He walked to the door.
“You,” Khaznadar said, “cannot be bought. And that makes you dangerous. The Europeans will not support you. They will undermine you. They will wait for you to fail.”
He opened the door.
“And you will fail,” Khaznadar said. “Because you are alone. You have no family. You have no tribe. You have no faction. You have only principles. And principles do not pay debts.”
Khaznadar walked out.
Kheireddine stood alone in the office. On the desk lay the signed resignation, the state papers, the ring with the ruby where Khaznadar had left it.
The ruby caught the light. Red against the dark wood.
The news came on a cold morning. A messenger from Zaytuna Mosque, wrapped in a wool cloak, his face pale from the winter wind.
“Ibn Abi Diyaf,” the messenger said. “He died this morning. The fever took him in his sleep.”
Kheireddine stood at the window of his study at La Manuba. The winter garden was bare, the branches dark against the gray sky.
He had not seen the old chronicler in years. Not since the early days of his research, when he had gone to Ibn Abi Diyaf’s house near the mosque, when the old man had opened his archives and shared his memories.
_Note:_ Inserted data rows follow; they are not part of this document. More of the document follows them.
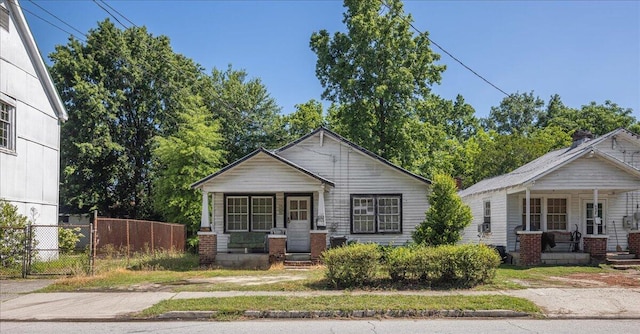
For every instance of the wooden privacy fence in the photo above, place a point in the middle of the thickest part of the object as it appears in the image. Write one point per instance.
(132, 235)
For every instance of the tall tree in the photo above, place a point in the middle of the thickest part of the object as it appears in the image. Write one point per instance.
(517, 114)
(192, 152)
(120, 88)
(375, 72)
(307, 117)
(447, 215)
(248, 115)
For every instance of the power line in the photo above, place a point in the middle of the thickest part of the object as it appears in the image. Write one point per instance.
(448, 53)
(117, 12)
(108, 12)
(51, 23)
(59, 19)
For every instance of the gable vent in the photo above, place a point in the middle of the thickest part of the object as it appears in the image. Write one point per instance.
(4, 18)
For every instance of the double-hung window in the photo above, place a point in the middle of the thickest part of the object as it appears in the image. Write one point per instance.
(7, 126)
(245, 213)
(376, 214)
(557, 214)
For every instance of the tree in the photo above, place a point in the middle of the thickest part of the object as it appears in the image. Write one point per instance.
(192, 152)
(447, 215)
(375, 73)
(517, 114)
(120, 89)
(306, 118)
(248, 116)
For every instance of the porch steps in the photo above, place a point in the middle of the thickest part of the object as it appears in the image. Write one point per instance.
(622, 260)
(298, 261)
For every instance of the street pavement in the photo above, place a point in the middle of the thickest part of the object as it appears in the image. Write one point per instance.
(18, 304)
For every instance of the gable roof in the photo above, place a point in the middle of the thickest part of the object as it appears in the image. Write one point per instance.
(272, 155)
(357, 147)
(546, 164)
(36, 59)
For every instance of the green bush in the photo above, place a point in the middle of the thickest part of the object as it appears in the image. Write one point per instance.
(447, 265)
(352, 265)
(68, 238)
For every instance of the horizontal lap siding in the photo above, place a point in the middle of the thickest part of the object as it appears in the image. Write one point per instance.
(356, 173)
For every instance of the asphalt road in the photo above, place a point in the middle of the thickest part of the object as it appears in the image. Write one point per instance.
(332, 326)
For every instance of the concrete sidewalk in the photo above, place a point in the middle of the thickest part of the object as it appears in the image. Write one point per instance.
(591, 303)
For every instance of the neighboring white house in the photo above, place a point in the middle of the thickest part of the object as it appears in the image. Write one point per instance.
(319, 181)
(31, 113)
(557, 192)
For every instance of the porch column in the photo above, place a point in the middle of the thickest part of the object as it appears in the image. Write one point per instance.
(595, 211)
(527, 218)
(204, 218)
(321, 222)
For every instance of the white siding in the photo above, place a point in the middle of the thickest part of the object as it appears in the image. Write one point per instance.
(498, 235)
(354, 172)
(29, 176)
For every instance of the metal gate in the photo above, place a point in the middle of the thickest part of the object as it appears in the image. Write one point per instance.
(46, 250)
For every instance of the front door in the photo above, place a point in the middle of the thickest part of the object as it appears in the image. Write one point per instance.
(592, 222)
(298, 224)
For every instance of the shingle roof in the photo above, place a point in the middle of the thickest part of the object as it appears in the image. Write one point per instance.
(538, 167)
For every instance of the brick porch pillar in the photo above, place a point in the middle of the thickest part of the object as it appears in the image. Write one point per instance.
(277, 247)
(596, 246)
(318, 244)
(530, 247)
(207, 248)
(634, 243)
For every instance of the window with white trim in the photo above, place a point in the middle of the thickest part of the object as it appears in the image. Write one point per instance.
(376, 214)
(556, 214)
(245, 213)
(7, 126)
(261, 213)
(535, 205)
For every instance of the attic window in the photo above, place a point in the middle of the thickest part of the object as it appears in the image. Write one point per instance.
(4, 18)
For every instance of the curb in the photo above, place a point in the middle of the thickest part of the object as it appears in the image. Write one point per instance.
(207, 315)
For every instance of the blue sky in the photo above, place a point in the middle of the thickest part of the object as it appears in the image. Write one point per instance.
(583, 51)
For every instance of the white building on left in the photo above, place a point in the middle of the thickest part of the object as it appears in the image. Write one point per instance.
(31, 113)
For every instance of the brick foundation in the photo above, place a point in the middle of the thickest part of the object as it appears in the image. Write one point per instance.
(277, 248)
(634, 243)
(207, 248)
(318, 244)
(530, 247)
(596, 246)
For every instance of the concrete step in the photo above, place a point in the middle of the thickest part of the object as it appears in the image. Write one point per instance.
(297, 257)
(620, 256)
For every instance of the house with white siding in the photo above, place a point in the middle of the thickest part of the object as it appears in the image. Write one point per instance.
(320, 182)
(31, 113)
(591, 187)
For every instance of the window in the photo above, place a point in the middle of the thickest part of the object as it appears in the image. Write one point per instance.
(249, 213)
(591, 218)
(261, 213)
(376, 214)
(556, 214)
(7, 126)
(535, 205)
(487, 211)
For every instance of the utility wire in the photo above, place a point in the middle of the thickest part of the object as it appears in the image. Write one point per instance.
(108, 12)
(53, 24)
(59, 19)
(448, 53)
(117, 12)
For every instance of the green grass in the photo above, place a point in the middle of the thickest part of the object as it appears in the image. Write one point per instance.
(235, 306)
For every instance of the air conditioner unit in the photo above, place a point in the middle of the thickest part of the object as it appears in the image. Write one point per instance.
(484, 228)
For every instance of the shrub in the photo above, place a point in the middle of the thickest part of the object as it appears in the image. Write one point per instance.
(13, 236)
(352, 265)
(68, 238)
(447, 265)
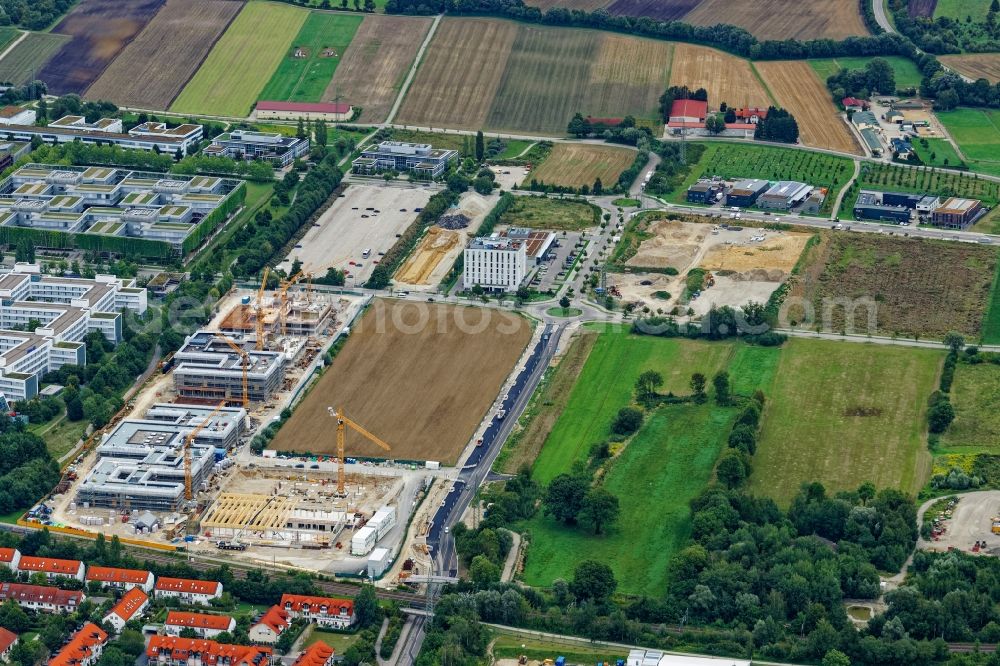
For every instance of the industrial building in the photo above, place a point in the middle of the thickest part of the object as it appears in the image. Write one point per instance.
(208, 369)
(418, 159)
(746, 192)
(113, 202)
(329, 111)
(148, 136)
(278, 149)
(957, 213)
(784, 194)
(66, 309)
(882, 206)
(494, 263)
(704, 192)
“I wrote what I saw,” Ibn Abi Diyaf had said, his hands trembling as he turned the pages of his chronicle. “I wrote the reign of Ahmad Bey. I wrote the reign of Muhammad. I wrote what they did. I did not write what they should have done.”
Kheireddine had taken those chronicles. He had read them. He had learned from them. The old man’s careful accounting of battles and reforms, of gifts and grants, of the small decisions that shaped a reign.
“He was seventy-two,” the messenger said.
Kheireddine nodded. Seventy-six years of recording the history that others would forget. The chronicler of the Husaynid Beys, the man who had documented the rise and the coming fall.
“Did he leave any message?” Kheireddine asked.
The messenger shook his head. “He was too weak to speak at the end. But his daughter said — he was reading your book when the fever took him. Aqwam al-Masalik lay open on his table.”
Kheireddine was quiet.
The book lay open on the dead man’s table. The pen beside it, still inked.
“He will be buried at Zaytuna,” the messenger said. “The funeral is tomorrow.”
“I will come,” Kheireddine said.
The messenger left. Kheireddine stood alone in the study. On his desk lay his own books — the French constitutions, the Ottoman reports, the Islamic histories. And on a nearby shelf, the chronicle of Ibn Abi Diyaf, bound in leather, its pages filled with the careful handwriting of a man who had believed that recording the truth mattered.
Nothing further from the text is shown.